しかし、だからと言って「オリジナルウエディング」が叶わないというわけではありません。私のお客様にも一度、
「流れがほとんど決まっているのは嫌なんです。」
と言われた事があります。私は新婦の話を聞きました。
すると、ゲストの方をご招待しご祝儀を頂くのに、「料理はヴュッフェで立って歩けるようにする」「引出物とかはいらない。」「司会とかは無しで、もう雰囲気を楽しむような感じで。」と言われます。
私は彼女に言いました。それじゃあ、「5000円の会費制」とかにしたら?と。すると、お祝いのお金は欲しいというのです。

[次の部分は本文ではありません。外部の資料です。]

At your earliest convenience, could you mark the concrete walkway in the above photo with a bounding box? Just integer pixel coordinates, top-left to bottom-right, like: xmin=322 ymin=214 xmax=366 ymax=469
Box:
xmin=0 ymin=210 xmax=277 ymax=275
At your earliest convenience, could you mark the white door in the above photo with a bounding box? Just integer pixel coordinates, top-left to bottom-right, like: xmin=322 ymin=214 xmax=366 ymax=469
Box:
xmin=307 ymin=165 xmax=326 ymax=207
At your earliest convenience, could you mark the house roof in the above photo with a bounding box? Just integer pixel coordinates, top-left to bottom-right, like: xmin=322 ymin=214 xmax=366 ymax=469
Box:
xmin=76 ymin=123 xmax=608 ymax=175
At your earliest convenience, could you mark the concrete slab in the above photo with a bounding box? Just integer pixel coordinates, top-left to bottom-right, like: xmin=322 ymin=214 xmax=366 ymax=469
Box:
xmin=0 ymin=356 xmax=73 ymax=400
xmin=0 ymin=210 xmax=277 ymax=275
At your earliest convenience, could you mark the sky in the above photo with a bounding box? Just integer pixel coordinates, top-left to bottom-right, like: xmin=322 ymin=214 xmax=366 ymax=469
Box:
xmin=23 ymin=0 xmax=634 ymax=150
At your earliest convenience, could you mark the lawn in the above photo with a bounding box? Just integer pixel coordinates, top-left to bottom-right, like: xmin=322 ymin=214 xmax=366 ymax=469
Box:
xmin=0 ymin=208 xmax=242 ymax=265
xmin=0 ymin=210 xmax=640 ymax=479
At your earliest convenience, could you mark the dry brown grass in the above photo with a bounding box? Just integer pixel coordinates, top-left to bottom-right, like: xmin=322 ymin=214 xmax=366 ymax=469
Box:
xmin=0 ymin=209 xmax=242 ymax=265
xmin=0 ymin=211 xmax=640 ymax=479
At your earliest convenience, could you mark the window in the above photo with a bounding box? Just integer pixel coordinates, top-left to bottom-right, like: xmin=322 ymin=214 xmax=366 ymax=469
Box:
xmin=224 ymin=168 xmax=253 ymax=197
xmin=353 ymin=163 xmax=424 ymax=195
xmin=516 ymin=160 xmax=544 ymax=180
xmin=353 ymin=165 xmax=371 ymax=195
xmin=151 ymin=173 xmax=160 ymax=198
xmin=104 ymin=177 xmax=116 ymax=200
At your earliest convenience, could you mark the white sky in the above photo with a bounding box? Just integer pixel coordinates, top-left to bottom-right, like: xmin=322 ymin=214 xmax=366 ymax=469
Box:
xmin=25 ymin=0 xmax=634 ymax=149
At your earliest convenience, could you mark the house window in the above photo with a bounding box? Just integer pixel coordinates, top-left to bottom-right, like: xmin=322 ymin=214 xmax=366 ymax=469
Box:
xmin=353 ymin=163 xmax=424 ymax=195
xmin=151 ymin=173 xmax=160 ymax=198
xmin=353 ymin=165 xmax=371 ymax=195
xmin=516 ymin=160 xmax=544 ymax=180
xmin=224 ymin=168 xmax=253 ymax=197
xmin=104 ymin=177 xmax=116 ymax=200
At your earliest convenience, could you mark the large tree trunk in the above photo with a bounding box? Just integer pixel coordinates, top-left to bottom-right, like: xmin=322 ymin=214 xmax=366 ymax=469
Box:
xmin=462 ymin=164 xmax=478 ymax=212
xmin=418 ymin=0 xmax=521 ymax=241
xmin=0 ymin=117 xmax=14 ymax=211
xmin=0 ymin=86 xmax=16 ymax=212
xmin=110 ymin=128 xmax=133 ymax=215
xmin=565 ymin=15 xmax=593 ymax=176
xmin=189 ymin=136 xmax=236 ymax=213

「じゃあ、少しお伺いしますね。あなただったら、お金を何万円も持っていったのに、ご飯は座って食べられず取りにいかなければならない、引出物もない、流れが決まっていないから締まりも無い・・・そんな結婚式に呼ばれたら、どう?」
「・・・嫌です。」
「でしょう?」
「でも、なんか普通の『結婚式』みたいなのはしたくないんです」
私は、失礼でない程度の流れを書き出し、隙間を指差しました。
「あなたには、まだまだこれだけ空き時間があるわよ。ここで精一杯、ゲストの方を楽しませてあげましょうよ。」
彼女はうんうんと頷きました。
よく、「オリジナルウエディング」を今までに無いような「サプライズ」で固めたがる人がいます。それはオリジナルウエディングではなく、ゲストの方へのただの「非常識」となります。もし、本当にゲストの方を喜ばせる「サプライズ」をしたいならすべて「サプライズ」ではいけません。
「見たことある結婚式だな~」と思わせておいて、「実は・・・」という風な「サプライズ」。そのほうがメリハリがあり「まさかここで驚かされるとは!」と感心させされます。自分本位では見えてこない事があります。ゲストのことも考えて、上手に「サプライズ」のネタを組んでいきましょう。